Imagine if they had publicly defined shoplifting as theft from shops but then left shoplifting legal! It would be illogical and an embarrassing inconsistency wouldn’t it?
19/09/2013 at 16:38
Wilt
I am not being flippant but where has the government signaled that ‘something’ ought to be a crime and what exactly is ‘something’. This is puzzling me??
19/09/2013 at 16:59
heritageaction
“I am not being flippant but where has the government signaled that ‘something’ ought to be a crime and what exactly is ‘something’. This is puzzling me??”
It has signalled (through its designated heritage spokespersons) that not reporting finds from undesignated but acknowledged heritage buildings and sites harms their value and that harming the value of undesignated but acknowledged heritage buildings and sites, when designated an “offence” is a heritage crime.
So the difference between “not reporting metal detecting finds” and “crime” is “designation or not as an offence”, nothing else, so the Government hasn’t a logical or moral leg to stand on thanks to EH’s carefully prepared definitions!
Interesting innit? It’s what some of us have been saying for years, non-reporting may be legal but it’s morally wrong. It’s good to have EH supporting that view.
19/09/2013 at 17:24
Wilt
Is this not stating the obvious though? When something is an “offence” it then becomes a crime is what you are saying??
As much as I agree with most of the points made on the journal, this one has got me stumped as to the logic used, because it is a circular argument.
19/09/2013 at 17:37
heritageaction
“When something is an “offence” it then becomes a crime is what you are saying?”
The crux is that “offence” and “crime” are interchangeable but neither applies to “not reporting metal detecting finds” whereas EH says the latter is indistinguishable from the former two. The obvious implication is that if it is indistinguishable from them the Government ought to make it legally identical to them.
19/09/2013 at 17:50
Wilt
I would love to see you try and argue that one in a court of law.
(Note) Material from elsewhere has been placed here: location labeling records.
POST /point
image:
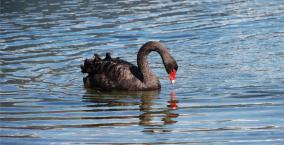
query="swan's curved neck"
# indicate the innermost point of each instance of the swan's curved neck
(142, 61)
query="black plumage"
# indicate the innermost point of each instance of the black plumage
(114, 73)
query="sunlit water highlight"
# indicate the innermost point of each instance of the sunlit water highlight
(229, 87)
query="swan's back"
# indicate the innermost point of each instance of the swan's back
(111, 73)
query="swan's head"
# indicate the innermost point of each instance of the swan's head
(171, 68)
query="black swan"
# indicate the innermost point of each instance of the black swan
(116, 74)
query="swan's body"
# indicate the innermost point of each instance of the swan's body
(114, 73)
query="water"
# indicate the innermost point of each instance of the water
(230, 82)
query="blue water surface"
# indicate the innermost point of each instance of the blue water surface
(229, 87)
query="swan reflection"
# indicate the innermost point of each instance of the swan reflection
(120, 107)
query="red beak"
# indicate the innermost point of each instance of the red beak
(173, 76)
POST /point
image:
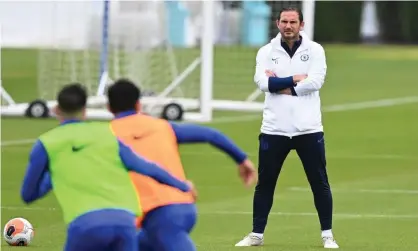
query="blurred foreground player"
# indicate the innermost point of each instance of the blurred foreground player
(169, 215)
(88, 169)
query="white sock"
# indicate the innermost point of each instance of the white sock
(257, 235)
(326, 233)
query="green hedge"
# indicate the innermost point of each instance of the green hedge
(337, 21)
(397, 21)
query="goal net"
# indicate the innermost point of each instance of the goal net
(188, 53)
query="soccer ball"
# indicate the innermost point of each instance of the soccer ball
(18, 232)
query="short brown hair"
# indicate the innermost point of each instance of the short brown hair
(286, 9)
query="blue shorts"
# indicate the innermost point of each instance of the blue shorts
(167, 228)
(104, 230)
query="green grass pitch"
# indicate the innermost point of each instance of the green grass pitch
(372, 158)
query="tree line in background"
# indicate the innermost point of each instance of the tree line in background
(339, 22)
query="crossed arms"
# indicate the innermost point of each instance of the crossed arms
(297, 85)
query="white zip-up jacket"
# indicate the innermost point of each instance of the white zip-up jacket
(285, 114)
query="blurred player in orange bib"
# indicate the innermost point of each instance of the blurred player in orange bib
(169, 215)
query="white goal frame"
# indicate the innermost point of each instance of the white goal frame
(206, 104)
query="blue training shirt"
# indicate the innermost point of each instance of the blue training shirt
(37, 180)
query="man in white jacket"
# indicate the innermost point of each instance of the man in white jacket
(291, 69)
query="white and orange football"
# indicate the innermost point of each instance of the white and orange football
(18, 232)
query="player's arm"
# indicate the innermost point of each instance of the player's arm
(37, 181)
(316, 73)
(134, 162)
(192, 133)
(265, 79)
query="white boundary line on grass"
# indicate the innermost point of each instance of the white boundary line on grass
(229, 213)
(337, 215)
(231, 119)
(380, 191)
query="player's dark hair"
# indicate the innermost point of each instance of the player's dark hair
(72, 98)
(286, 9)
(123, 96)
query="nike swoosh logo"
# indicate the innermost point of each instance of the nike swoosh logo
(77, 148)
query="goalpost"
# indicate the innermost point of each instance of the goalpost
(96, 42)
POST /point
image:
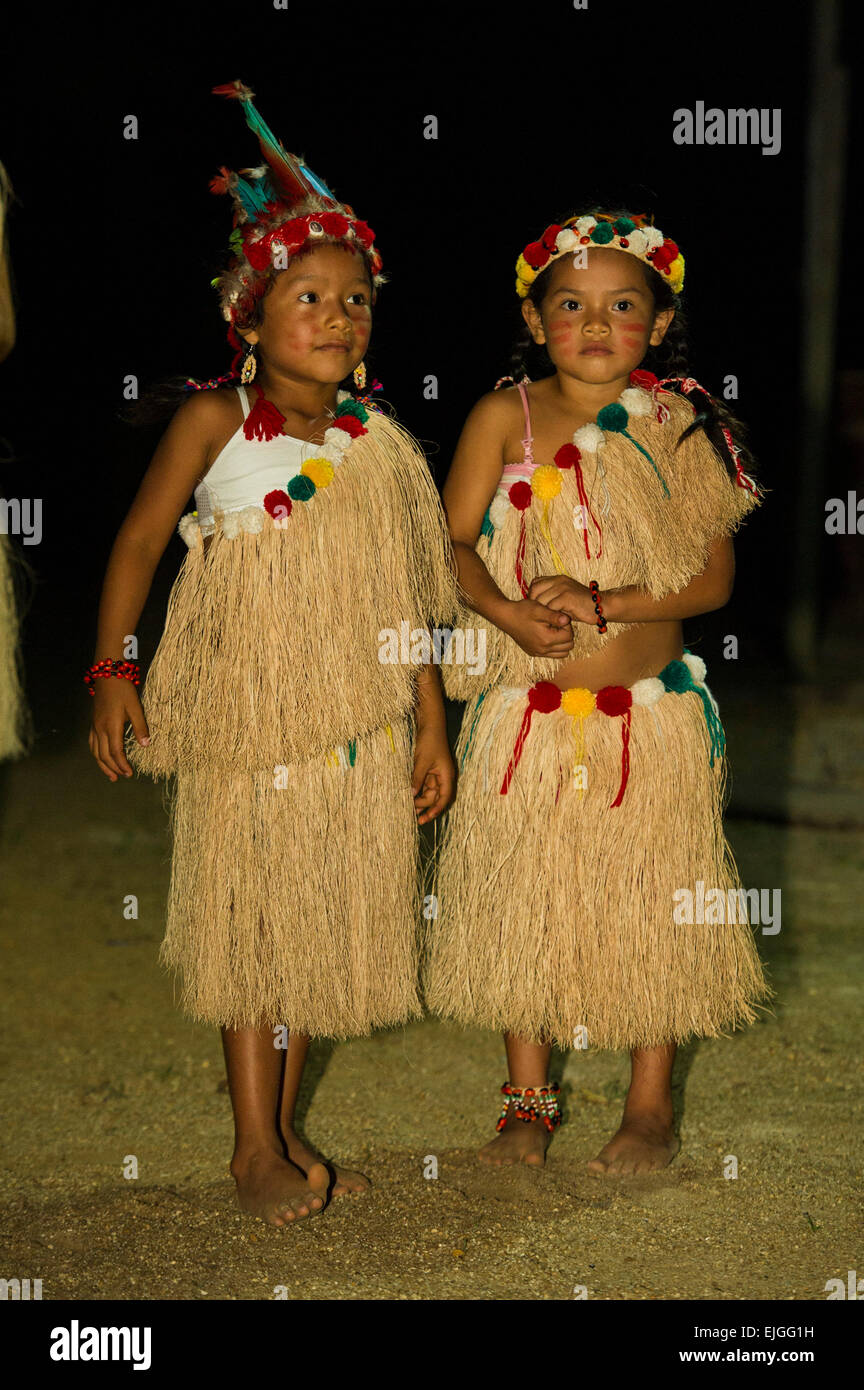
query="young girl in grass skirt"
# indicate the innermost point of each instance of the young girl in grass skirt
(300, 761)
(592, 758)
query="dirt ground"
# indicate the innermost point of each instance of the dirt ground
(99, 1065)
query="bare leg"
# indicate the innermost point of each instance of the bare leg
(521, 1143)
(646, 1139)
(268, 1184)
(297, 1150)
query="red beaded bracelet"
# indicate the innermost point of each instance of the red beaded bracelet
(595, 592)
(128, 670)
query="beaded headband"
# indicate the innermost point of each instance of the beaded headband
(624, 234)
(281, 209)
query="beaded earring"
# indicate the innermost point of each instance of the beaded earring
(250, 366)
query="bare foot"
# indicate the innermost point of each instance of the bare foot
(643, 1144)
(345, 1180)
(277, 1190)
(517, 1143)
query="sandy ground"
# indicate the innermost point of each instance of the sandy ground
(99, 1065)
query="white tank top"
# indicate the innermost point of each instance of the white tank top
(246, 470)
I just Googled ‘Heritage Asset’ and up pops EH’s definition;
http://www.english-heritage.org.uk/professional/advice/hpg/hpr-definitions/h/536274/
Sadly, one can harm a Heritage asset but unless someone actually perpetrates a crime, there is no offense. A good example is building close to a stone alignment. The alignment meets the criteria of a Heritage asset and the proximity of the building ‘harms’ that asset by changing its environmental setting but if planning laws are met there is no offense.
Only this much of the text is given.